“We’re thrilled the community has embraced this project as it has,” said Lynne King, Vice President for Community Relations & Fundraising for the Community Health Foundation (CHF).
When completed, the center will be the first of its kind in the state of Georgia and only the third type center in the country. Chelsey Park will serve both neurological and short-term rehab patients in the 60-bed center.
Construction is expected to take about 14 months, weather permitting, with the facility possibly opening late next year.
Chelsey Park will be located at the old Mountain Music Park off Highway 60 on Crown Mountain.
CHF did not purchase the entire site, just the land where the new rehab facility will be built and a clubhouse already on the site.
The project does not involve housing units that already exist there.
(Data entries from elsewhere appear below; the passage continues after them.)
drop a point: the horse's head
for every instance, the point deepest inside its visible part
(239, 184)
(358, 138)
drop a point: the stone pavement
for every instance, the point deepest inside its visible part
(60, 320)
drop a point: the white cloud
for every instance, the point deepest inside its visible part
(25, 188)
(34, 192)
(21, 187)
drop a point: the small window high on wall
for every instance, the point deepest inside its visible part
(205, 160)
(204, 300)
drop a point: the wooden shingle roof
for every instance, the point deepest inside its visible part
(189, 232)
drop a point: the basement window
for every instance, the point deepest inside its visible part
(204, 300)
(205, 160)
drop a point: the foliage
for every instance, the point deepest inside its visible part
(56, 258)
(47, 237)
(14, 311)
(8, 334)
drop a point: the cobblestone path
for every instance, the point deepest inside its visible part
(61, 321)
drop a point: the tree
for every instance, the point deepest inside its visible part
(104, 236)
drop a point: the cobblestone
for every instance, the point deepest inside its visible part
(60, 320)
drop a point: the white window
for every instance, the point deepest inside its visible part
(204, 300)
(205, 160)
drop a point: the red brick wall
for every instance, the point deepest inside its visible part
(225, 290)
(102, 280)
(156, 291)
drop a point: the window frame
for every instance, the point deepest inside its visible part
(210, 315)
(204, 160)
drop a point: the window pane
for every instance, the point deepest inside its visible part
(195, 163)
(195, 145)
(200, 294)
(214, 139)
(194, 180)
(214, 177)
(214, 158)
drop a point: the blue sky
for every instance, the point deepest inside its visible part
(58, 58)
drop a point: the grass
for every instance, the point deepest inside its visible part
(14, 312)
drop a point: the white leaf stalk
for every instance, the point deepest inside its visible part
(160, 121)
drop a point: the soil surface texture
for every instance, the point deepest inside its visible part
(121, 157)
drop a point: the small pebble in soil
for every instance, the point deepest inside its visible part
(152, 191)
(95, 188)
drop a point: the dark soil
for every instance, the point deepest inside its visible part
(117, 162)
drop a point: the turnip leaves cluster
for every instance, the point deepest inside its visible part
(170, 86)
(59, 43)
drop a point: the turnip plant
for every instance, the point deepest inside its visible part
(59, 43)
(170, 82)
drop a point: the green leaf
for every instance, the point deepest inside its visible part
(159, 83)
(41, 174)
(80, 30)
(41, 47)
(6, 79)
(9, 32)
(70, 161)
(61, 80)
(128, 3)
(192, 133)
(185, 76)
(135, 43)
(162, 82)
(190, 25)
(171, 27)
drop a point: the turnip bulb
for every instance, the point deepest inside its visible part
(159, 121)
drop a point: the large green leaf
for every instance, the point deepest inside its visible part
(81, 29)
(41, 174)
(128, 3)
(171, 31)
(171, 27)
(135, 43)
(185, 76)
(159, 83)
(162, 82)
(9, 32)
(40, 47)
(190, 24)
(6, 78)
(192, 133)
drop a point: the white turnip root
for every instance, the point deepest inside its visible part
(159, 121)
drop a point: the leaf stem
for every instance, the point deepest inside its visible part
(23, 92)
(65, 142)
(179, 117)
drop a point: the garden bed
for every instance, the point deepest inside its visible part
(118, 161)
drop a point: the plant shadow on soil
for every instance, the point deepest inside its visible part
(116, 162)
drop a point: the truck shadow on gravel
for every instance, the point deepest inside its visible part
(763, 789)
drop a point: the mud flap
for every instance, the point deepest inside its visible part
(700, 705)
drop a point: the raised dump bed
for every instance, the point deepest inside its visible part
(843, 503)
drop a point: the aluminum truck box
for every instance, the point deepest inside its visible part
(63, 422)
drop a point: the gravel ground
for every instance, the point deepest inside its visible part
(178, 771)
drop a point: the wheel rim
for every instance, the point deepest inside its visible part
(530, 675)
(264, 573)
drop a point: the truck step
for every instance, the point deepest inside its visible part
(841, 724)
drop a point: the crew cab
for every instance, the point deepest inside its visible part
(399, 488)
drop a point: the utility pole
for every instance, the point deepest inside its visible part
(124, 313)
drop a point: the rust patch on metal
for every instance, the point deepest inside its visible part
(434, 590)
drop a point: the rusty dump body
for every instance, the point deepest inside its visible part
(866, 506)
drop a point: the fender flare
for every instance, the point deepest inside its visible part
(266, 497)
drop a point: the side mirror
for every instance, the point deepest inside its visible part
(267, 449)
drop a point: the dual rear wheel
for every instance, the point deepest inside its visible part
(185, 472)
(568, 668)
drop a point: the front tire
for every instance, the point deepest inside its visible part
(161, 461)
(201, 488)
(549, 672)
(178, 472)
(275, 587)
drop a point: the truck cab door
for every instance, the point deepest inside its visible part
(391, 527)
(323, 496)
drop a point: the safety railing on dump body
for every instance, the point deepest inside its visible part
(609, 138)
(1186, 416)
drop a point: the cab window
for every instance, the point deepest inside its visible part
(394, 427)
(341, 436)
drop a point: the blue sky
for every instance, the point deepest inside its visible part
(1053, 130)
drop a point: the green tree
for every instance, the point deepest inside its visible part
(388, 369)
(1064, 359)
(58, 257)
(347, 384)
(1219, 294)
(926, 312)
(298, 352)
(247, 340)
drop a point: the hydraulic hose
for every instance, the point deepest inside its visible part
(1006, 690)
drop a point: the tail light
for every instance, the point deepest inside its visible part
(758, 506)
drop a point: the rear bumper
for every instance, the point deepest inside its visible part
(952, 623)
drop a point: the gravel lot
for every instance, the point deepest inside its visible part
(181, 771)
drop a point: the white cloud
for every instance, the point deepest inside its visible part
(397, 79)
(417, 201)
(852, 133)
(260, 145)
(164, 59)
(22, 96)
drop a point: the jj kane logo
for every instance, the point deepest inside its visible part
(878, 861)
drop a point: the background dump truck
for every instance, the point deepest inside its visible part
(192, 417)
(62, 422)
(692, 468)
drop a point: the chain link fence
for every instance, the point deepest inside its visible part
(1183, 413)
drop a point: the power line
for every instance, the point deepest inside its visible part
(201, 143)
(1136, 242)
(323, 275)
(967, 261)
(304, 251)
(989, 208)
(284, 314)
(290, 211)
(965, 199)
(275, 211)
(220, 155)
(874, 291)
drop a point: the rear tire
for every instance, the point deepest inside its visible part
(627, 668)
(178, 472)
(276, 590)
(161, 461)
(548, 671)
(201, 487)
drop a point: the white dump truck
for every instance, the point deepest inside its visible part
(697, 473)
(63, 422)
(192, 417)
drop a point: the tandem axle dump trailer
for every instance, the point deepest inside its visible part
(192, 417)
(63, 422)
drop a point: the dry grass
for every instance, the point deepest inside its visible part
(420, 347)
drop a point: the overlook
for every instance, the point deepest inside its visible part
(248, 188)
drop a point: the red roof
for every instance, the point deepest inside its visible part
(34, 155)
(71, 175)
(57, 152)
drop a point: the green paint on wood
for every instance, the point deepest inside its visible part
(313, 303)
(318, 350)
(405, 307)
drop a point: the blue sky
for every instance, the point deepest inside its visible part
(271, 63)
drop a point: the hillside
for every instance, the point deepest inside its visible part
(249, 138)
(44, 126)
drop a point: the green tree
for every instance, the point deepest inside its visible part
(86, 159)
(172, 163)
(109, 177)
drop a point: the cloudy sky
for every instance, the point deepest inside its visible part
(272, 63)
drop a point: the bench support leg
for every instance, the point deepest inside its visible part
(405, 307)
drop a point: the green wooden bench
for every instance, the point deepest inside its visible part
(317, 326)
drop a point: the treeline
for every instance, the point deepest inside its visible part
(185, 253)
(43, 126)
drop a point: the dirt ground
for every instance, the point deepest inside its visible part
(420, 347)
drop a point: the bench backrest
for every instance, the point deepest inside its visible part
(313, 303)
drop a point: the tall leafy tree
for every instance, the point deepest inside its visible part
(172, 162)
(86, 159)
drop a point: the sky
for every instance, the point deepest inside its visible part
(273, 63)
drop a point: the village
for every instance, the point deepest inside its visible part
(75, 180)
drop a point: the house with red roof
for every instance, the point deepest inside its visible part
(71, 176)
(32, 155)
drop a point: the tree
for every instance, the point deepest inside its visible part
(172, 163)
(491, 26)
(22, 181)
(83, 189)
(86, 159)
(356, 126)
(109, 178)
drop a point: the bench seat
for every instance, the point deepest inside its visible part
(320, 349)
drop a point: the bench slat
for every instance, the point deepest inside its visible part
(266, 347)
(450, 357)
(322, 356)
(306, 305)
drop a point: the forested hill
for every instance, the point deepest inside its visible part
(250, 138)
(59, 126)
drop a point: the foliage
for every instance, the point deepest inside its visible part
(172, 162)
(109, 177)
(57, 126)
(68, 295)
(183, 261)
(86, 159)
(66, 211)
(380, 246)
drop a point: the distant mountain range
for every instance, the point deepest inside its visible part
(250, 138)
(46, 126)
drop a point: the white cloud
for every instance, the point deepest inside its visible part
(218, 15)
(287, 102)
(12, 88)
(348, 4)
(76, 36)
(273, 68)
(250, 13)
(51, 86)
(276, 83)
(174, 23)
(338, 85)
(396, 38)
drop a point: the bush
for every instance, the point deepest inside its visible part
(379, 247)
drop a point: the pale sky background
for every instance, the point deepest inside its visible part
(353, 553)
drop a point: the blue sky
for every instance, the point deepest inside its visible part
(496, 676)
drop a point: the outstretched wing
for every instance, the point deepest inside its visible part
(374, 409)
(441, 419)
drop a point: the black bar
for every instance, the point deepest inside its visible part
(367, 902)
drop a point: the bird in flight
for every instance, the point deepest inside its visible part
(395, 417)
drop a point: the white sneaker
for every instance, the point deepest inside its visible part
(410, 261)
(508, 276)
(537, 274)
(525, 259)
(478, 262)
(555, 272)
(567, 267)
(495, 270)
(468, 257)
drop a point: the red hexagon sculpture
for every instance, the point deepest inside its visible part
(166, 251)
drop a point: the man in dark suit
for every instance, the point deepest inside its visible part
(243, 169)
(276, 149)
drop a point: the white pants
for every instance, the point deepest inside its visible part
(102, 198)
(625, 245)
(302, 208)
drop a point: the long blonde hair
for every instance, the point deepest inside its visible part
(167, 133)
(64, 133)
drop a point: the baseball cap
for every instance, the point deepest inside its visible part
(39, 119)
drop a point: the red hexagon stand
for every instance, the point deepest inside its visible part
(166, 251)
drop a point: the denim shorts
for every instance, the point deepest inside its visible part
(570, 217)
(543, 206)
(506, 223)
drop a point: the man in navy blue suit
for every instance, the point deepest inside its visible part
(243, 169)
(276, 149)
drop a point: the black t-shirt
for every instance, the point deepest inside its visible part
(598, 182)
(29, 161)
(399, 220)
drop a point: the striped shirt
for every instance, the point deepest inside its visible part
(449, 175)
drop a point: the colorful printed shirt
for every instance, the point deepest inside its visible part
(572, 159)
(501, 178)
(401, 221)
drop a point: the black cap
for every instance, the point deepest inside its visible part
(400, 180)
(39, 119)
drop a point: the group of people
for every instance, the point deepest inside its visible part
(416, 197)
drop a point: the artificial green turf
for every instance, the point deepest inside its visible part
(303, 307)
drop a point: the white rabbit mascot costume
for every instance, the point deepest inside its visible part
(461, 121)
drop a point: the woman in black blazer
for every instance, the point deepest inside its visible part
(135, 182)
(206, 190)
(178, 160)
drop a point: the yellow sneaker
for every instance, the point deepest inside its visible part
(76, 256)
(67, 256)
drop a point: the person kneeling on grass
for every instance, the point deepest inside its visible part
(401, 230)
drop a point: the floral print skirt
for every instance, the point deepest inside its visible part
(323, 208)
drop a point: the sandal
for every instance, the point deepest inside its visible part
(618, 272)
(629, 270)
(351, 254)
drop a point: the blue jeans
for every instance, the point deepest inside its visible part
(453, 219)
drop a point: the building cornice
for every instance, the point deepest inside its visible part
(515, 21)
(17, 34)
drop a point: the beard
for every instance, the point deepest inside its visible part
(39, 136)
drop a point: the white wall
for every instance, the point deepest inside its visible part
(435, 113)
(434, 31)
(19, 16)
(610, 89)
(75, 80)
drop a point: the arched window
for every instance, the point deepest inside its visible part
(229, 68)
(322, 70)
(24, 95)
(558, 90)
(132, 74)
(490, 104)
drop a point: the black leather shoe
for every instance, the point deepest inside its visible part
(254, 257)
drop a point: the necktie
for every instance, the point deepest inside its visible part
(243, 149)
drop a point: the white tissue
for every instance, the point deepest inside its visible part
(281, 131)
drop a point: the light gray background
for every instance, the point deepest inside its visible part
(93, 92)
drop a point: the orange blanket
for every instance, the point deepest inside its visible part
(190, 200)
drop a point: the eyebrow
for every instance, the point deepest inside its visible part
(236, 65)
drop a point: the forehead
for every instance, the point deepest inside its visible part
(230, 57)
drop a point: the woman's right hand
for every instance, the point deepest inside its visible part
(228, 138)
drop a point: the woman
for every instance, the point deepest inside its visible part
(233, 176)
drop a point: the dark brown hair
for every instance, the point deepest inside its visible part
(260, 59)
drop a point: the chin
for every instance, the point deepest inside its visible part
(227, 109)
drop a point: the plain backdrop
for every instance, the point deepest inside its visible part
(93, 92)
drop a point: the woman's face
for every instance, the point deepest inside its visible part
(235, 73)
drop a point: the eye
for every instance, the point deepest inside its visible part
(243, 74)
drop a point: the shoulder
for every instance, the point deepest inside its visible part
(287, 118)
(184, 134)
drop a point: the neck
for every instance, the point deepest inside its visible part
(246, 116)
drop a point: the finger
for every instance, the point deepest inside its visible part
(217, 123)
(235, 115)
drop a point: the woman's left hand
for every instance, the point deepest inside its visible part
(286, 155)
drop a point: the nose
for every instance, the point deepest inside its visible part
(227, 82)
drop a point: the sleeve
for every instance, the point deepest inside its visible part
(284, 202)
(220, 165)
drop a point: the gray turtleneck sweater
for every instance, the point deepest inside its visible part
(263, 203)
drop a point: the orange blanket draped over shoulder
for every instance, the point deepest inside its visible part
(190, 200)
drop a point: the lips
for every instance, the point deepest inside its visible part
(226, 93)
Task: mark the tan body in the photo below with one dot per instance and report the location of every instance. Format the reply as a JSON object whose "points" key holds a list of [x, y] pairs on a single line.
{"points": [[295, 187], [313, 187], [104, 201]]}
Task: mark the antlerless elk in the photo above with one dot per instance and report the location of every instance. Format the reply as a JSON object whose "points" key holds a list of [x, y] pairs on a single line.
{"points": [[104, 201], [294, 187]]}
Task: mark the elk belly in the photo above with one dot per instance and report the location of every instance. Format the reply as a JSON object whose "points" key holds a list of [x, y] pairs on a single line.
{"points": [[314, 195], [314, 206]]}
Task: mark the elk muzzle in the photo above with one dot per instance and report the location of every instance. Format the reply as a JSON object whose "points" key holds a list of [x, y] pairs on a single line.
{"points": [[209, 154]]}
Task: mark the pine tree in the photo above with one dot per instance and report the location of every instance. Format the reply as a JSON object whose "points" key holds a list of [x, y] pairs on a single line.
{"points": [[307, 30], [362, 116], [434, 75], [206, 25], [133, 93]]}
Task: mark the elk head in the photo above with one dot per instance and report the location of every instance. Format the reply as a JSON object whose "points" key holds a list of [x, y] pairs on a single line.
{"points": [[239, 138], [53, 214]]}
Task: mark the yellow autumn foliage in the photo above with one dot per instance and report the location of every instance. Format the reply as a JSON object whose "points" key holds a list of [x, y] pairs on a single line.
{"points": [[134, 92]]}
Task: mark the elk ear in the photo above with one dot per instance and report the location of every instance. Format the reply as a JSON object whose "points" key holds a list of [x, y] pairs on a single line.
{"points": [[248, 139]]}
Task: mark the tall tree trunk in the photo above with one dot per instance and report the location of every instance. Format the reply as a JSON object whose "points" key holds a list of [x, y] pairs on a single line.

King said many factors led to choosing Dahlonega as the home for the new not -for-profit skilled nursing center, including the availability of high speed fiber optic internet and the proximity of both Chestatee Regional Hospital and the University of North Georgia, along with the beautiful view.
“We’re already talking about collaborating with the (UNG) nursing program, “ she added. “We’re very excited to have the hospital so close by. The setting in Dahlonega is just beautiful.”
When complete, Chelsey Park will offer a range of rehabilitation options.
“We will provide physical therapy, occupational therapy and speech language pathology in settings that mimic real life situations,” King said.
The facility will include areas for patients to practice recovering every day skills many of us take for granted. In the “Town Square” rehabilitation area, short-term rehab patients will have their individualized therapy session in a kitchen, bedroom and grocery store.
“They can weigh produce or practice sliding in and out of a booth,” King said.
There will also be a “half car” available to those who need to relearn basic transitioning and motor skills.
“When you’ve had a stroke, even pulling a seat belt across can be difficult,” King said.
Neurological patients with diseases such as muscular dystrophy, ALS (Lou Gehrig’s Disease), Huntington’s Disease and cerebrovascular accident (CVA) stroke will use special assisted technology through a complex computer interface (PEAC, an environmental control system), enabling the patient to control devices such as TV, doors, lights, window blinds and even a lift system through eye movement.
The lift system will allow the patient to move from their bed to the bathroom with little or no assistance. Successfully completing seeming simple or non-eventful tasks for the average person provide those with neurological diseases some independence and a source of pride, according to King.
“The PEAC system is designed to meet an individuals needs,” she added. “A neurological patient will be able to open the blinds, a door and even operate their television.”
Depending on the severity of the disease, a patient could use a keyboard as an environmental controller, or just use their eyes to look at a computer screen.
“If you can look at the letters, it will type the letter,” King said. “It can also speak for the patient. We’re excited to be able to offer this system.”
Community Health Foundation is a non-profit organization, and King said they will rely on fundraising to help furnish the neurogolocial rooms, which cost about $50,000 each.
A fundraiser for Chelsey Park has been scheduled for Cottrell Ranch March 15, 2014, which will be a night of dinner, dancing and silent auction.
“We are hoping to get corporate sponsorships and individuals from all over Georgia to attend,” King said. “One hundred percent of the proceeds will go directly to Chelsey Park.”Community Health Foundation was started in 2003 to assist associates and people in times of significant crisis through financial assistance, ministry and counseling, according to their website.
Ethica Health & Retirement Communities will provide support and manage Chelsey Park once completed.